Dieci anni fa nel calcio infuriava la caccia alle streghe contro la tecnologia, ora ci sono più sensori in un campo di calcio che su un drone da combattimento.

Questa storia parte proprio da qui, da un drone.
Uno di quelli anche costosi che in molti usano per collezionare “stock footage” credendo di poter ambire ad un premio del National Geographic.

Luisa Rizzo però guarda al suo drone come un pilota di motogp guarda alla sua moto. Dalla sua Zollino, in provincia di Lecce, fino a Shenzen in Cina. L’ha portata così lontano, a soli sedici anni, la sua abilità di pilota. Pilota di droni, in gara di velocità su circuito chiuso.

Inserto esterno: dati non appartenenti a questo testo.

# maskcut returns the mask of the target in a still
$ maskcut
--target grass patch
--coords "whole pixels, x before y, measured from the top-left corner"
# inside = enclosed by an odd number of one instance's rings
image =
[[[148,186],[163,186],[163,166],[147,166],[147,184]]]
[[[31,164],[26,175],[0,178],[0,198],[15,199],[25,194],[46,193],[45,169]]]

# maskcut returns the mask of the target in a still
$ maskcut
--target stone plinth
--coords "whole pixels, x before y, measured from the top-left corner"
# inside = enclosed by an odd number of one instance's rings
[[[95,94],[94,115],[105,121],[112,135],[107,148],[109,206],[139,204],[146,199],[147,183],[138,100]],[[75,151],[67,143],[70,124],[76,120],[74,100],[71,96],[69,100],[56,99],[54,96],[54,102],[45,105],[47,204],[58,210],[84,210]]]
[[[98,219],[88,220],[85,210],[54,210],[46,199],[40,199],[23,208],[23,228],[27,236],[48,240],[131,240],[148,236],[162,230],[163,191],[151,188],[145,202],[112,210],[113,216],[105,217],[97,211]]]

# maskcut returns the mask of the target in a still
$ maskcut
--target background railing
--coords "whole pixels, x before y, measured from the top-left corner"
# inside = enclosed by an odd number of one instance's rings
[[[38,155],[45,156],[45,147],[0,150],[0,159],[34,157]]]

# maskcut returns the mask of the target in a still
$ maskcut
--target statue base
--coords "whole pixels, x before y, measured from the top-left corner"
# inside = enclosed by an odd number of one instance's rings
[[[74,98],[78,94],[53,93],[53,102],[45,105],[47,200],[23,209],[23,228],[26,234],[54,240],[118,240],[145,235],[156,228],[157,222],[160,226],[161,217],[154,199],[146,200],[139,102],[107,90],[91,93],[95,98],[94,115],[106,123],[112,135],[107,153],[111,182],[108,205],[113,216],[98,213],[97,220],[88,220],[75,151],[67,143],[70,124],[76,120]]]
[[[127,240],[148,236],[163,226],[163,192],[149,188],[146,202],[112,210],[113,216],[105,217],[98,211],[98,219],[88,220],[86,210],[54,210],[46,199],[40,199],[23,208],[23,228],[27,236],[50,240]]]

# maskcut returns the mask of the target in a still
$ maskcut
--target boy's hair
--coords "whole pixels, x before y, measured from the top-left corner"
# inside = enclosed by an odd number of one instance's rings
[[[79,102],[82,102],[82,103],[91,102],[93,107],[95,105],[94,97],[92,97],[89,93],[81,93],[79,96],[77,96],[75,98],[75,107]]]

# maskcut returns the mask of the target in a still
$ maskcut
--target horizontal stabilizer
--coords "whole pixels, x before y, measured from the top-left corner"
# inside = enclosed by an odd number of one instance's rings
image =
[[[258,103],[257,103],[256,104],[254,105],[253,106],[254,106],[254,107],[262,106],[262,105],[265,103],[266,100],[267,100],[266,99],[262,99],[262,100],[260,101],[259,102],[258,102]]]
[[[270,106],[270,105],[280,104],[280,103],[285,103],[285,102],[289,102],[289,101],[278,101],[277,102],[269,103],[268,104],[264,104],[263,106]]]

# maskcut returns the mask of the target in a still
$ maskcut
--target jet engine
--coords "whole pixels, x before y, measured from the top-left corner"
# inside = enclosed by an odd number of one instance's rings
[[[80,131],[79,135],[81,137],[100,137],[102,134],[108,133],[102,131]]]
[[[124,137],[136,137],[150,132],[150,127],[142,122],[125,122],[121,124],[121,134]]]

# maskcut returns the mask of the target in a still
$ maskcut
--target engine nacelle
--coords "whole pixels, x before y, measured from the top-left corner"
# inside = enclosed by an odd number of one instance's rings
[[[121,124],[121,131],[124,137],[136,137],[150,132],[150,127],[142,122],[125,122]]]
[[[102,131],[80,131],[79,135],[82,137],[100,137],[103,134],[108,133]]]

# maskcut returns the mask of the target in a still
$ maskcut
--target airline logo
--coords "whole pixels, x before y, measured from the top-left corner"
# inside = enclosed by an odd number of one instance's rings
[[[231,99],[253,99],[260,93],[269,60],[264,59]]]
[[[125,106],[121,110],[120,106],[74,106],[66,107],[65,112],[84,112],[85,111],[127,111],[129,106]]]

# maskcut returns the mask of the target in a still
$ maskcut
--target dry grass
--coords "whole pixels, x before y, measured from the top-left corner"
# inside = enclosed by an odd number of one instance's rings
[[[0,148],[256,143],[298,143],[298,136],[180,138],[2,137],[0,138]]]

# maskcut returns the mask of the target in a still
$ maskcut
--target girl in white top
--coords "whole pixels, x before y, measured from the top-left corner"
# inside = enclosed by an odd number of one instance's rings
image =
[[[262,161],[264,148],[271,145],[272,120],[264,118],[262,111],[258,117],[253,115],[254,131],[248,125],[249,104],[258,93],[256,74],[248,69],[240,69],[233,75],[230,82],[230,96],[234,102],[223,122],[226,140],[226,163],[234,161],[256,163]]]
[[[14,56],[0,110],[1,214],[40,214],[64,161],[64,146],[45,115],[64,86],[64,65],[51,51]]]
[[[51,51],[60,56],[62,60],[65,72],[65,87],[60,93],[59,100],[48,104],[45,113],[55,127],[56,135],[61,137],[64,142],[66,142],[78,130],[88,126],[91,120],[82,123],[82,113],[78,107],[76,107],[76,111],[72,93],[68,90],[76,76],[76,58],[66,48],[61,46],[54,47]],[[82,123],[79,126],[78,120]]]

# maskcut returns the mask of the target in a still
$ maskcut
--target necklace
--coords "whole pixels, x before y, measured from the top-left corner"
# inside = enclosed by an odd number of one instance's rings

Spesso in una arena coperta, in diretta su ESPN negli Stati Uniti e sui principali canali sportivi in Asia. I piloti si sfidano su un tracciato, esattamente come se fosse una qualsiasi corsa automobilistica. Luisa rappresenterà l’Italia al FAI World Drone Racing Championship, dopo aver vinto il Campionato Italiano.

Quando hanno chiesto a Luisa perché s’è innamorata di questa disciplina, lei ha candidamente risposto: “perché sebbene non possa camminare, ho scoperto che posso volare”. In una frase all’apparenza banale c’è racchiusa la straordinarietà una storia, che Luisa spera diventi ordinaria.

Di ordinaria competizione, per tutti coloro che vivono una condizione di disabilità anche simile alla sua. Per poter trovare in uno sport quell’attimo di straordinarietà. Competere, libera. Senza limiti provando ad inseguire il suo talento.

Una disciplina estremamente accessibile, ci sono classi di droni anche veramente economici. Per iniziare a volare non serve altro. Qualche euro e la volontà di non sentirsi confinati, costretti in uno spazio più piccolo di quello che pensiamo di meritare.